At the ends of this month, the Santa Monica College Pete & Susan Barrett Art Gallery will present “Martha Alf: Retrospective of Paintings, Prints, Drawings & Photographs.”
It will be held Oct. 30 through Dec. 1.
Alf, a prolific artist whose work has been exhibited nationwide over the past four decades, has become known for her cylinder painting of everyday household items transformed into mysterious objects for which the viewer often has reverence.
The opening reception is from 6 p.m. to 8 p.m. Saturday, Oct. 27. The gallery is located in the SMC Performing Arts Center on Santa Monica Boulevard at 11th Street.
A Santa Monica resident, Alf says of her work, “I found that by placing simple objects on a flat plane with a plain background they immediately assumed heightened power. Lit from one side by daylight they looked as if they were universal symbols. The simpler the object the greater was the transformation from mundane to awesome power.”

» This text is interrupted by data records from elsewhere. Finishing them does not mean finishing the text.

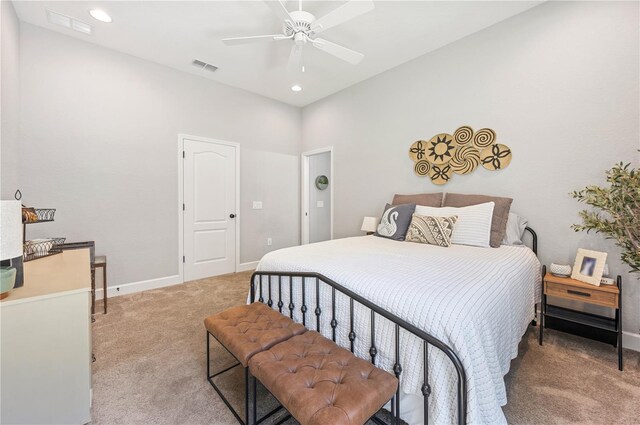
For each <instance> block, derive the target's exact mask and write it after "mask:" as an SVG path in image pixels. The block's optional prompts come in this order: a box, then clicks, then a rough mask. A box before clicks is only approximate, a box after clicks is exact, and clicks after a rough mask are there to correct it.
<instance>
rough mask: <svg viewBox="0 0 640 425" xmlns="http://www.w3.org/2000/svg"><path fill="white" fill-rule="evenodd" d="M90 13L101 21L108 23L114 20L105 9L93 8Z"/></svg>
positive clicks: (95, 18)
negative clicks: (104, 9) (106, 11)
mask: <svg viewBox="0 0 640 425" xmlns="http://www.w3.org/2000/svg"><path fill="white" fill-rule="evenodd" d="M89 15H91V16H93V18H94V19H97V20H98V21H100V22H106V23H107V24H110V23H111V22H113V19H111V16H109V14H108V13H107V12H105V11H104V10H100V9H91V10H90V11H89Z"/></svg>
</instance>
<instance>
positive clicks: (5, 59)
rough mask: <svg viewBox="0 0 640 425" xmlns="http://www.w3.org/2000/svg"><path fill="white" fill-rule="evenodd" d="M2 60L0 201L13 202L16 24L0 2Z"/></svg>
mask: <svg viewBox="0 0 640 425" xmlns="http://www.w3.org/2000/svg"><path fill="white" fill-rule="evenodd" d="M0 21H1V22H0V23H1V31H2V35H1V37H0V39H1V42H2V43H1V44H2V49H1V50H2V57H1V58H0V84H1V87H0V93H1V94H0V97H1V99H0V111H1V112H0V116H1V117H2V118H1V121H2V123H1V126H2V130H1V133H2V134H1V135H0V137H1V138H2V146H1V148H0V198H2V199H14V198H13V194H14V192H15V191H16V189H17V188H18V170H19V165H18V158H19V156H20V146H19V131H18V129H19V109H20V73H19V70H20V21H18V17H17V16H16V12H15V10H14V9H13V4H12V3H11V2H9V1H2V2H0Z"/></svg>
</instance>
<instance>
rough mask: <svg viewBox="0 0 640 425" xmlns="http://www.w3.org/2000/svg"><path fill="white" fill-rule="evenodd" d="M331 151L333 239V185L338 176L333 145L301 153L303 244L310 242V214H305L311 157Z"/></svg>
mask: <svg viewBox="0 0 640 425" xmlns="http://www.w3.org/2000/svg"><path fill="white" fill-rule="evenodd" d="M326 152H329V162H330V163H331V167H330V173H331V181H330V182H329V190H330V192H329V198H330V199H331V211H330V212H329V214H330V219H329V220H330V230H329V237H330V238H331V239H333V204H334V202H333V192H334V191H333V186H334V185H335V181H336V176H335V172H334V171H333V159H334V156H333V146H327V147H324V148H318V149H314V150H311V151H307V152H302V154H301V155H300V164H301V166H302V170H301V175H302V184H301V186H302V187H301V192H302V193H301V197H300V199H301V200H302V202H301V205H300V227H301V228H300V242H301V244H302V245H306V244H308V243H309V216H308V215H307V214H305V213H306V212H307V211H305V210H307V209H308V208H309V157H310V156H314V155H318V154H321V153H326Z"/></svg>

Her work has won critical praise, including this observation by Los Angeles Times critic William Wilson, who said “Martha Alf may be the only artist who ever made a roll of toilet paper look metaphysical.”
Alf, winner of a National Endowment for the Arts Individual Artist grant, has had her work exhibited since 1972 in solo and group shows all over the U.S., including New York, Los Angeles, San Francisco and Chicago. She has been featured and reviewed extensively in such publications as the Los Angeles Times, Artweek, Smithsonian Magazine and Architectural Digest.
Her work has been included in books and catalogs and can be found in many museum, private and corporate collections.
Author Susan Landauer in her book “The Not-so-Still-Life” said that Alf’s works “are first and foremost studies of color and light – not in the strictly formalist sense, but in the tradition of Rothko; they create an extrasensory ‘chord of feeling.’”
After growing up in San Diego and raising her family as a traditional housewife, she went to UCLA and studied with well-known figurative painter Richard Diebenkorn.